Bounding the Excess Risk for Linear Models Trained on Marginal-Preserving, Differentially-Private, Synthetic Data
Yvonne Zhou, Mingyu Liang, Ivan Brugere, Dana Dachman-Soled, Danial Dervovic, Antigoni Polychroniadou, Min Wu
TL;DR
The paper tackles the privacy risk of ML models by advocating preprocessing-based differential privacy through marginal-preserving synthetic data. It provides a rigorous end-to-end analysis, deriving upper and lower bounds on the excess empirical risk for linear models trained on synthetic data that approximately preserves low-order marginals, with tighter guarantees for logistic regression. A DP mechanism Gen_{d,σ} is proposed to generate such synthetic data, linking privacy parameters to utility via the marginal distance $\nu$, and a matching lower bound demonstrates near-optimality under certain regimes.
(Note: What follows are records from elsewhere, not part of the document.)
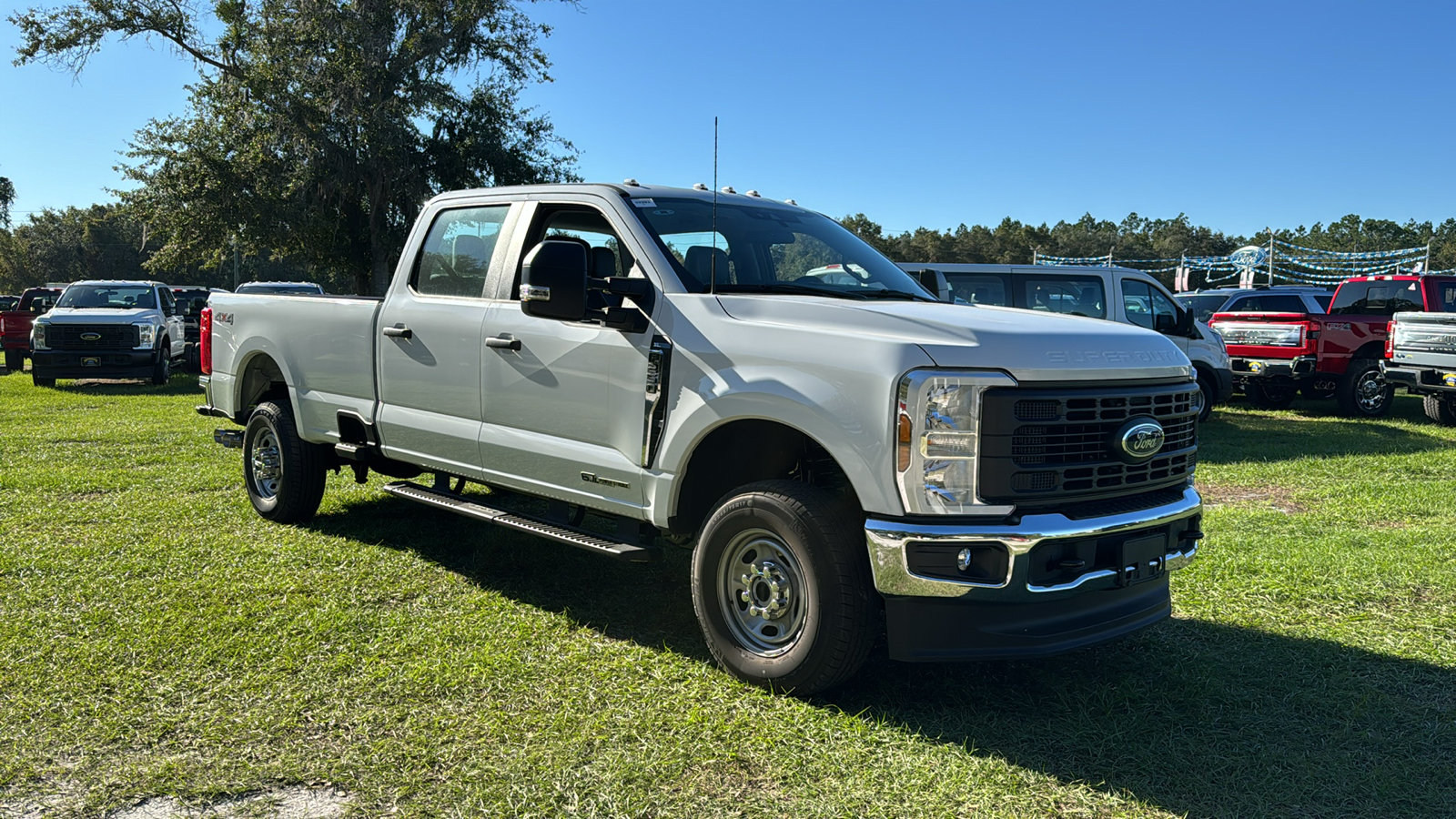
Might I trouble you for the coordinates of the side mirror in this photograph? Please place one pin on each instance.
(553, 281)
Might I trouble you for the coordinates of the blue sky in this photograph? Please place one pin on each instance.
(919, 114)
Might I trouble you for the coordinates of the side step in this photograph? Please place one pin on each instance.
(472, 508)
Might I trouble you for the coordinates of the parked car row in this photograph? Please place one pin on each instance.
(111, 329)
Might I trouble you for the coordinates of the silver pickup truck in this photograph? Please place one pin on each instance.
(1421, 358)
(621, 366)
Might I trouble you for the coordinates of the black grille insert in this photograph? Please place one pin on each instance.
(91, 337)
(1043, 446)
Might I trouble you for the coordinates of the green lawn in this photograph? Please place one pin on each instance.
(159, 639)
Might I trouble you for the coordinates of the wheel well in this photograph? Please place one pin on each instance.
(743, 452)
(261, 380)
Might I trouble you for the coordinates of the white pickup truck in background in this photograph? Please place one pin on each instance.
(848, 457)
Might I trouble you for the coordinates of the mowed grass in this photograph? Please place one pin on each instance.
(157, 637)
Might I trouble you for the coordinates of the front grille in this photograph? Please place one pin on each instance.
(1046, 446)
(108, 337)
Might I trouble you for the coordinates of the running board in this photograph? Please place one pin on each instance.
(472, 508)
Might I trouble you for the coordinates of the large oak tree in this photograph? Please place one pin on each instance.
(317, 128)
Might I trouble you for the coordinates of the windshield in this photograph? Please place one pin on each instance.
(108, 298)
(771, 249)
(1203, 307)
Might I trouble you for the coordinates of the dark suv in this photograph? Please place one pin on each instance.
(1264, 299)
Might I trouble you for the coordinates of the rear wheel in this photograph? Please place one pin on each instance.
(284, 474)
(1441, 410)
(1270, 395)
(783, 589)
(1361, 392)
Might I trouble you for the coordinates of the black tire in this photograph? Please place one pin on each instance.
(1361, 390)
(1208, 394)
(162, 370)
(284, 474)
(794, 552)
(1267, 395)
(1441, 410)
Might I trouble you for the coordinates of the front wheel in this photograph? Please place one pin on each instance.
(1441, 410)
(1267, 395)
(783, 589)
(162, 370)
(284, 474)
(1361, 392)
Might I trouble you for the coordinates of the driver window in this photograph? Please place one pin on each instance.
(458, 252)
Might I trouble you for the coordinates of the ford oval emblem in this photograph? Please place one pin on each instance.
(1139, 439)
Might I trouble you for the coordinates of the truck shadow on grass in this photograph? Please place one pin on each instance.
(1194, 717)
(1290, 435)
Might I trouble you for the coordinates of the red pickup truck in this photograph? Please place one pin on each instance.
(1279, 356)
(15, 325)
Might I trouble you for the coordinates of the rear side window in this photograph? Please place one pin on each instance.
(979, 288)
(458, 252)
(1376, 298)
(1142, 305)
(1267, 303)
(1072, 295)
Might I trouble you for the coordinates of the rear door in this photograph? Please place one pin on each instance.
(565, 413)
(429, 339)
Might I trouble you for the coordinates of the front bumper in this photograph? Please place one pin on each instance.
(1040, 584)
(1419, 379)
(1299, 368)
(94, 363)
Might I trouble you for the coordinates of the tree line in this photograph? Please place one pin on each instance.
(315, 131)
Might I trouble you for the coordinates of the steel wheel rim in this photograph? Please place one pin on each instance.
(266, 464)
(1370, 392)
(762, 592)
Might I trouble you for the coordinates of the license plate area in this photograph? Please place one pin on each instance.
(1142, 559)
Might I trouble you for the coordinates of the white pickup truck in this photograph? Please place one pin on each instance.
(613, 366)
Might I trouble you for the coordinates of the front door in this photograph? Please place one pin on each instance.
(565, 413)
(430, 344)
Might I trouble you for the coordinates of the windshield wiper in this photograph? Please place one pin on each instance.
(895, 295)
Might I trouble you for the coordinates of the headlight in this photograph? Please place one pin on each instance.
(938, 440)
(1263, 334)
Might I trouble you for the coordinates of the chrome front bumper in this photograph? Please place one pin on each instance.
(890, 542)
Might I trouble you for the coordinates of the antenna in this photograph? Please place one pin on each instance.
(713, 258)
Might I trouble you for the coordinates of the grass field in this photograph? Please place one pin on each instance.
(159, 639)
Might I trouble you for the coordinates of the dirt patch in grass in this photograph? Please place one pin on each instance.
(1278, 499)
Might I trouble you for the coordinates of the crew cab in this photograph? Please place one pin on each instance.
(1279, 354)
(1421, 354)
(1117, 293)
(15, 324)
(108, 329)
(616, 368)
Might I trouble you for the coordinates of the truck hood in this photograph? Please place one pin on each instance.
(102, 315)
(1028, 344)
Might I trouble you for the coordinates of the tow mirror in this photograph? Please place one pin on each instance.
(553, 281)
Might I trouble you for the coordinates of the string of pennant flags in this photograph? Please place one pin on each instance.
(1276, 259)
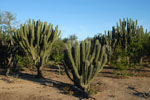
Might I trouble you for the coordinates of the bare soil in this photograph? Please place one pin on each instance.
(59, 87)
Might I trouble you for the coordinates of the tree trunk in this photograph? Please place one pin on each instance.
(7, 71)
(141, 60)
(39, 72)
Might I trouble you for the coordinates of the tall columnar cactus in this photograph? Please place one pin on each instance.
(37, 40)
(83, 62)
(110, 43)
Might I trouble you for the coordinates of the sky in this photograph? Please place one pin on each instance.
(84, 18)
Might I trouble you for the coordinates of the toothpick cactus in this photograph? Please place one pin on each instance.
(37, 40)
(83, 62)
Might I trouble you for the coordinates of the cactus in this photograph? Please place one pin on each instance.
(37, 39)
(110, 43)
(83, 62)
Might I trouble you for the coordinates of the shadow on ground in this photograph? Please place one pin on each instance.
(64, 88)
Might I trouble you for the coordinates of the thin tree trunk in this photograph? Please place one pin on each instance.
(39, 72)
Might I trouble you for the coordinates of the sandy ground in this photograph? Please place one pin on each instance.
(26, 87)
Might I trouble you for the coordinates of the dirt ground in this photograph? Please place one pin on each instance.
(54, 86)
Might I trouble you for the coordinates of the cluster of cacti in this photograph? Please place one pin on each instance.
(84, 61)
(110, 44)
(37, 40)
(8, 51)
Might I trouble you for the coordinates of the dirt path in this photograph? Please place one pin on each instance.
(29, 88)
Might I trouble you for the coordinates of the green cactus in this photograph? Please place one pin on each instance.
(83, 62)
(37, 40)
(110, 44)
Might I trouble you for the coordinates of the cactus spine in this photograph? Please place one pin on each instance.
(37, 39)
(84, 61)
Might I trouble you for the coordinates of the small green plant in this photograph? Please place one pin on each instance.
(121, 67)
(22, 62)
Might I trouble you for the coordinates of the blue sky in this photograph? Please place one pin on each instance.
(85, 18)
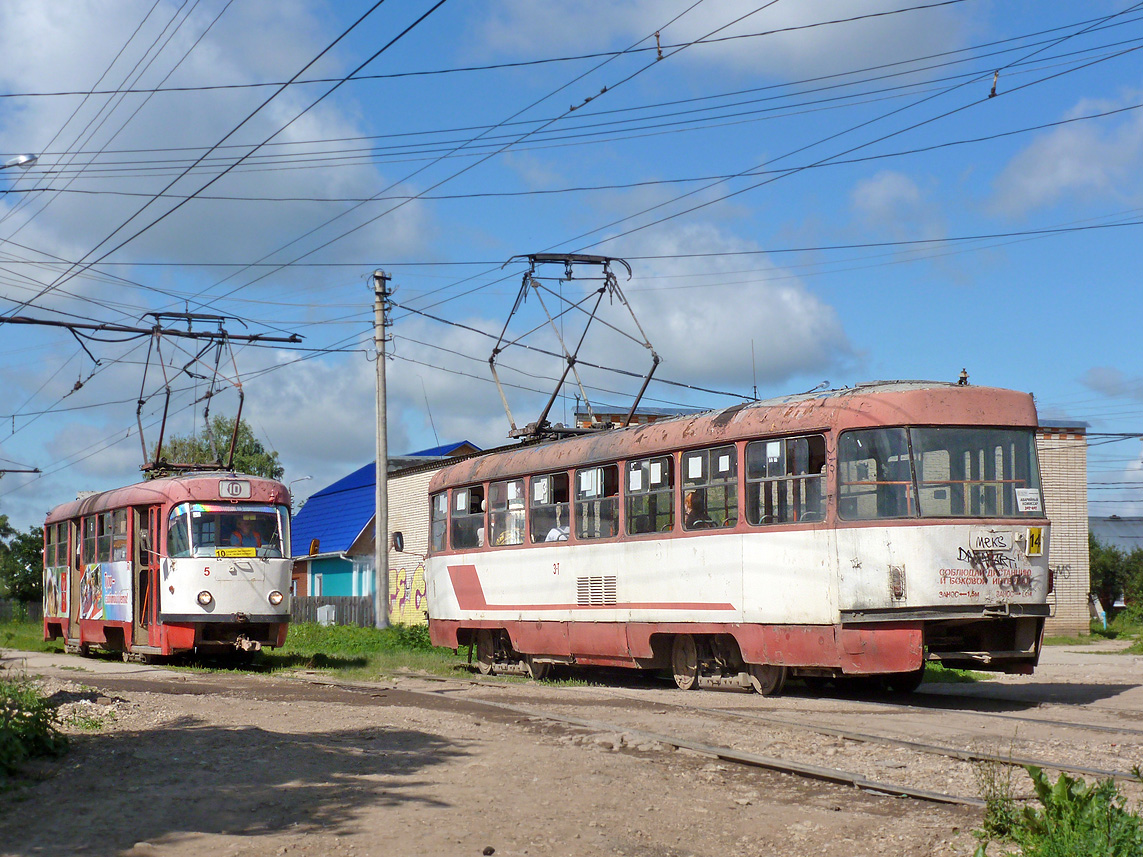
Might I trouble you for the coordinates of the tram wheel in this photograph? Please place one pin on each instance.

Empirically, using the AIM marginal-preserving DP data on six public datasets yields minimal utility loss (often <1-2%) and small excess risk, while enabling training on synthetic data without additional privacy budget burden. The work advances practical DP ML by showing how preserving marginals can sustain performance while offering scalable, reusable, private data for downstream tasks.
Abstract
The growing use of machine learning (ML) has raised concerns that an ML model may reveal private information about an individual who has contributed to the training dataset. To prevent leakage of sensitive data, we consider using differentially-private (DP), synthetic training data instead of real training data to train an ML model. A key desirable property of synthetic data is its ability to preserve the low-order marginals of the original distribution. Our main contribution comprises novel upper and lower bounds on the excess empirical risk of linear models trained on such synthetic data, for continuous and Lipschitz loss functions. We perform extensive experimentation alongside our theoretical results.